One popular mechanism of circRNAs was miRNAs adsorption via target binding to participate in cellular functions. To find the target miRNAs for circPRKCA, we searched circBank (http://www.circbank.cn/searchMiRNA.html) and circinteractome (https://circinteractome/mirnasearch) databases, and a panel of six miRNAs were suggested as potential targets of circPRKCA by both databases. Therefore, the sensitivity of these miRNAs, including miR-1299, miR-197, miR-188-3p, miR-1231, miR-598, and miR-330-5p, on circPRKCA regulation was further detected; as a result, miR-330-5p was the most upregulated one in A549 and H1299 cells with circPRKCA knockdown via si-circPRKCA#3 transfection (Supplementary Figure 1A and B).

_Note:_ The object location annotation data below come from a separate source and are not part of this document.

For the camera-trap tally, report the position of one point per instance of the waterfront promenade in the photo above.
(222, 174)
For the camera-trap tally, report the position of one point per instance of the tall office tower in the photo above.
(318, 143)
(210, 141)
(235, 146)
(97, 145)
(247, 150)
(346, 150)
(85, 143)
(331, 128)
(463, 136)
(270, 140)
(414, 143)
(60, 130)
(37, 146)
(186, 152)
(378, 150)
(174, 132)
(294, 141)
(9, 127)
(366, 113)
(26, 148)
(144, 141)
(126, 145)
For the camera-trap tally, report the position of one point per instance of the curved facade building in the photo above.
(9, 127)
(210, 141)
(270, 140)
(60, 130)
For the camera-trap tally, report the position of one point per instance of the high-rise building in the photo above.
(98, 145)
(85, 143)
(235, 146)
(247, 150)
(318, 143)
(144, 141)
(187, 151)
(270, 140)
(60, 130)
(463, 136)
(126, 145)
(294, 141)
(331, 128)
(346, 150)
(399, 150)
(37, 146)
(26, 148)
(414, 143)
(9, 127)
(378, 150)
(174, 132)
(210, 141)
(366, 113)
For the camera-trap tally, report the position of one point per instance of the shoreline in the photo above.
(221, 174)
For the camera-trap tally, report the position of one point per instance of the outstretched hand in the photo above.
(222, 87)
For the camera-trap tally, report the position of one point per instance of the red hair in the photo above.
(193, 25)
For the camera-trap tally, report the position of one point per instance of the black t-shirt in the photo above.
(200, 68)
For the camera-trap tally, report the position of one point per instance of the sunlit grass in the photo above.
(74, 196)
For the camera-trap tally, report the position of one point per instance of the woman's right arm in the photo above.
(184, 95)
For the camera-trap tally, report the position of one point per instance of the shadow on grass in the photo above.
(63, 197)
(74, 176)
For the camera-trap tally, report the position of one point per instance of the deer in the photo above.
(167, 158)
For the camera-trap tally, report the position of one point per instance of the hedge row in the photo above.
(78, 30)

Therewith, miR-330-5p was selected for further validation, and the putative binding sites of miR-330-5p on circPRKCA were mutated to the complementary binding sequences (Figure 3A). Dual-luciferase reporter system measured that the luciferase activity of vector carrying circPRKCA WT was significantly attenuated in A549 and H1299 cells transfected with miR-330-5p mimic (Figure 3B and C); whereas the luciferase activity of circPRKCA MUT vector was little affected by miR-330-5p mimic transfection. In addition, expression of circPRKCA was markedly enriched in RIP-Ago2 in A549 and H1299 cells (Figure 3D); RNA pull-down assay also showed an enrichment of miR-330-5p in the presence of Bio-circPRKCA WT instead of Bio-circPRKCA MUT (Figure 3E and F). The above results suggested a target relationship between circPRKCA and miR-330-5p in NSCLC cells. Expression of miR-330-5p was investigated using RT-qPCR, and its expression level was lower in NSCLC tumor tissues (n=51) and cell lines (A549 and H1299) than that in corresponding normal controls (Figure 3G and H). Moreover, miR-330-5p expression was increased in circPRKCA-silenced A549 and H1299 cells (Figure 3I), prompting an association of miR-330-5p upregulation and the role of circPRKCA knockdown in NSCLC.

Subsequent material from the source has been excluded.